Jamsu Bridge

Seoul, South Korea, 2023

“The longest gallery and theatre to form a destination over the river. ”

We envision a sustainable city landmark with human-scale and walking-friendly bridge space and sufficient public space that permeates the surrounding neighbourhoods. Therefore, our design proposal creates a new urban environment focusing on human-centric design and promoting a healthy and sustainable lifestyle.

Seoul Metropolitan Government

Jamsu Bridge area, Seoul,
South Korea

Building surface:
ca. 7,000 m2 (GFA)

Bridge length:

Pedestrian bridge

Competition winner

With art and landscape integration, it makes the longest linear exhibition and performance space, ideally for large-scale sculpture and public art.

The curvy waterfront boundary maximizes the perimeter of the water interface, which is ideal for users' views, picnics, and activities.
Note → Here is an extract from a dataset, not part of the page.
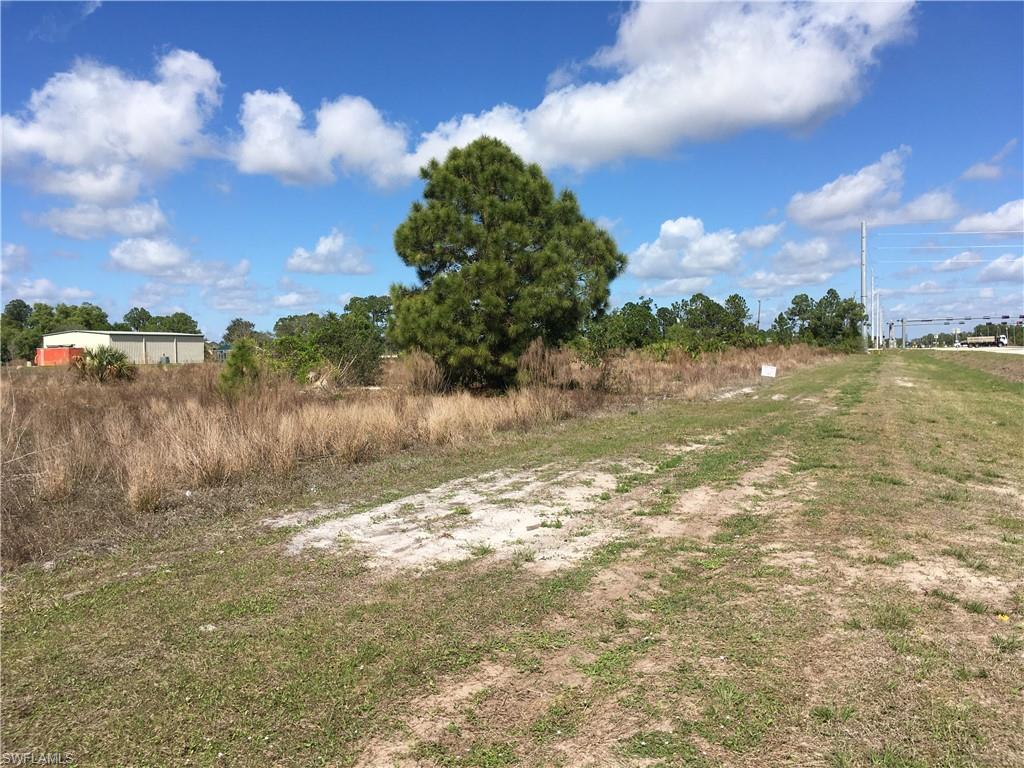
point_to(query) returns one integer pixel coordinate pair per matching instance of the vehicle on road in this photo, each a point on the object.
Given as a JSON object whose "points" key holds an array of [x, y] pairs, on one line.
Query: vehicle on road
{"points": [[986, 341]]}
The bridge weaves together the structure, natural landscape, and art program; it seeks to define a new and future-proof urban heart for the city of Seoul while still celebrating its heritage.

The existing Jamsu bridge is to be redesigned as a pedestrian bridge. The pedestrianization of Jamsu Bridge has been designated as a flagship initiative under the ‘Great Hangang Project (Han River Renaissance 2.0) by the city.
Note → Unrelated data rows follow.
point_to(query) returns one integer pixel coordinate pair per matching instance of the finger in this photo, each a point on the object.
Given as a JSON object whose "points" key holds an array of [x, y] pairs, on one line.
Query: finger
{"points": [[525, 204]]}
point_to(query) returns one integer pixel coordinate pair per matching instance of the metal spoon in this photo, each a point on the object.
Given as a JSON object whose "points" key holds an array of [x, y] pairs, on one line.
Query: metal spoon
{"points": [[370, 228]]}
It is located closest to the water surface of the Han River and has the shortest span among the bridges, extending 795 meters. Its unique double-decker structure provides access from the riverside (esplanade) of the Han River, with Banpo Bridge positioned above.

The design introduced human-scale space quality by adding an elevated deck level, which divided the 11-meter-high ceiling into zones and multiple city balconies.

The city balconies and ramp connection created a visual focal point and provided a sequence of unique panorama viewpoints on the river.

To take flood control into consideration, the new lower deck platform has a lightweight steel structure with hanging cables and aligns on the same level as the existing bridge structure, which won't block the flood path. The upper decks and all the facilities hanging on the ceiling are above the flood level.